Say Goodbye – Dave is such a cheeseball here but it’s a little charming. A little.
Drive In Drive Out – Huge “start of side 2” energy. This rips. That is bad shit, indeed.
Let You Down – This is an interlude, not a song, and it ought to have been cut in half. The parts are nice enough.
Lie In Our Graves – Ah man, I’d forgotten about this one completely. I hope it holds up. < … > It mostly does! Solos in live versions are better, but this studio version is pretty weird at least.
Cry Freedom – Great production, OK song. Needs a more intense vocal performance to gel, maybe.
Tripping Billies – Bold move to bury this in the tracklist! I forgot (or never realized?) how incredibly horny this album is. Holds up.
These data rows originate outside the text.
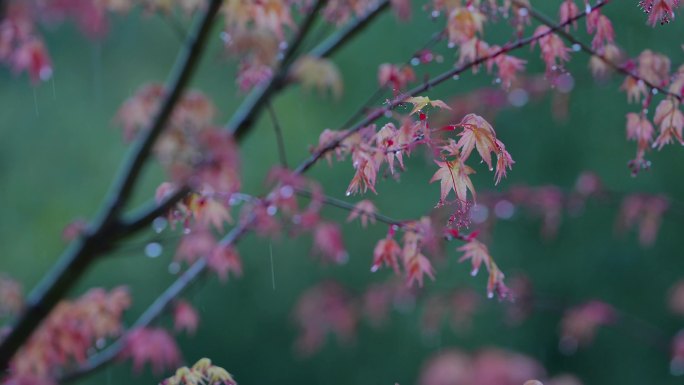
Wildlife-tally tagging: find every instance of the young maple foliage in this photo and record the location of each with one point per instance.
(199, 156)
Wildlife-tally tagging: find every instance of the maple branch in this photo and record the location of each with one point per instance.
(245, 116)
(329, 46)
(436, 37)
(108, 227)
(380, 112)
(540, 17)
(156, 309)
(279, 135)
(146, 215)
(243, 119)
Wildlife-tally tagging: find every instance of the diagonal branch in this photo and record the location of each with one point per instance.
(587, 49)
(245, 116)
(380, 112)
(162, 302)
(108, 227)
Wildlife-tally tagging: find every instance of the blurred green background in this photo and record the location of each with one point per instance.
(59, 150)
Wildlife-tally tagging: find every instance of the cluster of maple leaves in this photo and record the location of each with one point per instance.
(197, 154)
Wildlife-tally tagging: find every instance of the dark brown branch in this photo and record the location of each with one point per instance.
(280, 141)
(107, 229)
(246, 115)
(380, 112)
(587, 49)
(146, 215)
(162, 302)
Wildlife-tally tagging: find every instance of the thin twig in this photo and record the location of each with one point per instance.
(279, 135)
(162, 302)
(587, 49)
(249, 110)
(108, 228)
(243, 119)
(377, 114)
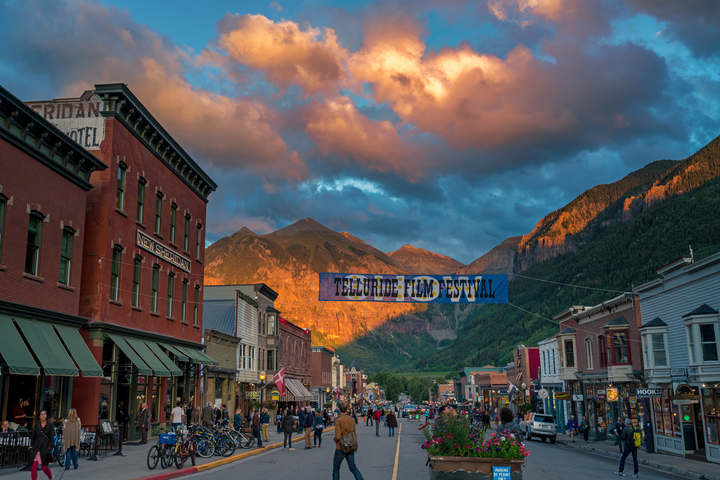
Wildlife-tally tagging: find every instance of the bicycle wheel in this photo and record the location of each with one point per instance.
(153, 457)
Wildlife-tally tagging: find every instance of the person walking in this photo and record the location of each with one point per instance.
(585, 427)
(572, 427)
(255, 424)
(619, 427)
(391, 420)
(208, 415)
(71, 438)
(42, 437)
(142, 419)
(288, 427)
(628, 438)
(309, 422)
(264, 423)
(344, 425)
(318, 428)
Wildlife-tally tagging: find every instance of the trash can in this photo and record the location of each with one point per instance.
(649, 439)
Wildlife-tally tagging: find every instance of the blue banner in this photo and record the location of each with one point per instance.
(355, 287)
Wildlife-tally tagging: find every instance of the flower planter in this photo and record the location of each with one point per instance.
(471, 468)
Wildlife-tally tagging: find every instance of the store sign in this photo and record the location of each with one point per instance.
(351, 287)
(612, 394)
(648, 392)
(148, 243)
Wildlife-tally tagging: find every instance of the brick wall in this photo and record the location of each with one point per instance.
(30, 185)
(108, 227)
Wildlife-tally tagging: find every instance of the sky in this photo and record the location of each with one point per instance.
(448, 125)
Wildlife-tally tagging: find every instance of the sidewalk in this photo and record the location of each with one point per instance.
(134, 464)
(660, 461)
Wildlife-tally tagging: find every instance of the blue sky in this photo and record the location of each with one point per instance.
(447, 125)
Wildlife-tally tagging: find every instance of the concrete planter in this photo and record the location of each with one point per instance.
(471, 468)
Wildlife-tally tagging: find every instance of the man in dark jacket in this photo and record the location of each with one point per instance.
(255, 424)
(628, 439)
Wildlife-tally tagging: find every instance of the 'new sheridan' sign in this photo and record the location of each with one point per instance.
(350, 287)
(151, 245)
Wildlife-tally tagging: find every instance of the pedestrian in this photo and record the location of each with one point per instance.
(572, 427)
(237, 419)
(71, 438)
(585, 427)
(628, 438)
(344, 426)
(318, 428)
(42, 437)
(507, 422)
(264, 424)
(177, 416)
(288, 427)
(309, 422)
(392, 423)
(619, 427)
(143, 419)
(377, 416)
(255, 424)
(208, 415)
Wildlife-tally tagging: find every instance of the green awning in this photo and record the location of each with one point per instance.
(79, 351)
(134, 357)
(148, 357)
(174, 370)
(14, 351)
(47, 347)
(171, 348)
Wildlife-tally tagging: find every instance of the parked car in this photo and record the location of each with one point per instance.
(540, 425)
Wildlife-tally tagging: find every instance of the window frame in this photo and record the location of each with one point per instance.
(65, 256)
(115, 273)
(142, 188)
(137, 280)
(39, 218)
(121, 186)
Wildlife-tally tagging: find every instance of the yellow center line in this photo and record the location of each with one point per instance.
(397, 453)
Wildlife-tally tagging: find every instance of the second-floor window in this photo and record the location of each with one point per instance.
(158, 213)
(120, 195)
(66, 251)
(140, 215)
(34, 245)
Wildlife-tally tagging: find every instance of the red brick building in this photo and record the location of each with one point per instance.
(44, 180)
(142, 272)
(321, 380)
(295, 346)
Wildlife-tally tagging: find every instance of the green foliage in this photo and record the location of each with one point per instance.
(616, 257)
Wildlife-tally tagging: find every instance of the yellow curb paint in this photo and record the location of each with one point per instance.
(234, 458)
(397, 453)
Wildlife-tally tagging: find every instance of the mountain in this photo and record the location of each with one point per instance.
(499, 260)
(419, 261)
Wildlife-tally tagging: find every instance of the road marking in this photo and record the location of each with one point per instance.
(397, 453)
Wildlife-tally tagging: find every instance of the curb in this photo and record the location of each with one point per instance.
(642, 461)
(217, 463)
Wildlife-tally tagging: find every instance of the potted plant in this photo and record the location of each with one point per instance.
(457, 449)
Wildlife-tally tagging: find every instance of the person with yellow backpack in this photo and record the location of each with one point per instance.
(632, 439)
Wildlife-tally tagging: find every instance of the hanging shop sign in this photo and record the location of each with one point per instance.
(648, 392)
(350, 287)
(612, 394)
(148, 243)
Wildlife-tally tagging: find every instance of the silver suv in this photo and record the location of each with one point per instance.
(539, 425)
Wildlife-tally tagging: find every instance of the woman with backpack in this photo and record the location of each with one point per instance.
(631, 439)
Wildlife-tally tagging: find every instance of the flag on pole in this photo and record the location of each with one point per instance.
(279, 380)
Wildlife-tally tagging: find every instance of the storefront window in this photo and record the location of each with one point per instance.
(711, 408)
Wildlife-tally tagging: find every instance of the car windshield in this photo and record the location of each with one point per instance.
(544, 419)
Proudest Monkey – Probably best to consider this a super-indulgent b-side or bonus track, ought to have been hidden. Goes hilariously hard on its central lyrical conceit. For fans only.
Cory’s response:
“Proudest Monkey” – Sooooooooo dorky! SO dorky.
This whole album is chafing itself raw against the back of an acoustic guitar with only tie-dye pajama pants as a buffer. Even the nonsexual lyrics sound bonery!
Two-Step and #41 are both pretty rad.
Yes, so even though yr songs don’t sound like DMB, I think there are certain formative bands that creep into our songs no matter what because they have defined what a song is for us (and by extension what it is to write a song). And something your songs (and esp h&s songs) often have in common with DMB are their very thoughtful ambitious arrangements and transitions and finishing touches. They make the difference between a pretty good song and a terrific song, just the right chord or an unexpected harmony or whatever that creates a TON of depth very deftly. Rich and interesting without ever being ostentatious.
For me it’s probably early Weezer records / Nirvana / Green Day. I can get as folky or ambient or weird as I want, but it all comes down to strong melodies and simple song structure.